Era mentira. Lo que estaba ocultando eran las ganas de darle una paliza por cambiar de humor en menos de dos horas y hablar con la boca llena de comida.
—Nubecita, deja en paz a tu hermana. Y, ¡no comas con la boca abierta que se sale todo!
Después de esa pequeña pelea típica familiar en casi todas las casas del planeta, estuvimos ayudando a mamá a hacer la comida para mañana, fregamos los platos, limpiamos el polvo de los armarios. Cuando nos pusimos a tirar los cachivaches que ya no nos servían ese pequeño terremoto volvió con una fuerza mayor. Unos minutos después paró y seguimos a lo nuestro. Sin embargo, no quiso esconderse en su madriguera y no volver a por nosotros.
A nuestro alrededor todo comenzó a moverse, a girarse, a caer. El papel pintado color bellota de la pared se despegó como si fuese una lengua de un animal en busca de agua. Los jarrones y las flores sintéticas de la mesa del comedor, a nuestras espaldas, y las del mueble de la televisión de cuarenta y cinco pulgadas y media, delante de nosotros, siguieron sus mismos pasos doce segundos y medio después.
No soy de números así que si los conté fue porque necesitaba y medio que me llevase a la calma. No recurría a él desde que mi abuela y mi madre gritaban en mi niñez y yo corría a esconderme en la habitación de Spencer.

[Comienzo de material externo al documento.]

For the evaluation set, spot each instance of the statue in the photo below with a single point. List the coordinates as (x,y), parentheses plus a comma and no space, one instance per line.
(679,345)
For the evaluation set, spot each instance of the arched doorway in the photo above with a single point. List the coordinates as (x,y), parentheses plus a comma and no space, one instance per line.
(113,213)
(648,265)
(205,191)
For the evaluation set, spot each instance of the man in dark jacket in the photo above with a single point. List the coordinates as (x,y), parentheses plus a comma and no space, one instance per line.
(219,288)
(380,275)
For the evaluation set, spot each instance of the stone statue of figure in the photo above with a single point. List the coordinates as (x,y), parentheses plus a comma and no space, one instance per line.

El día del supuesto terremoto de unas seis o siete escalas en la tabla de Richter, tomé la iniciativa de dar el primer paso. Al querer arrastrarme por el suelo de parqué estilo establo, noté que algo me agarraba por el pie.
«Vamos Talia, sea lo que sea, ignóralo y corre hasta mamá», me dije al ver que Morgan nos llamaba con lágrimas en los ojos. Algo de lo que estoy segura es que nadie quiere ver a sus seres queridos llorar, y menos a su propia madre por culpa de un estúpido desorden natural.
Lo que me tenía atrapada seguía ahí, firme, por mucho que intentara escaparme. Cuando me soltó, descubrí que había sido mi hermana quien me mantenía sujeta, oculta bajo el techo improvisado que nos permitía la mesa. Él se encargó de ir a por mamá. Él se encargó de traerla conmigo.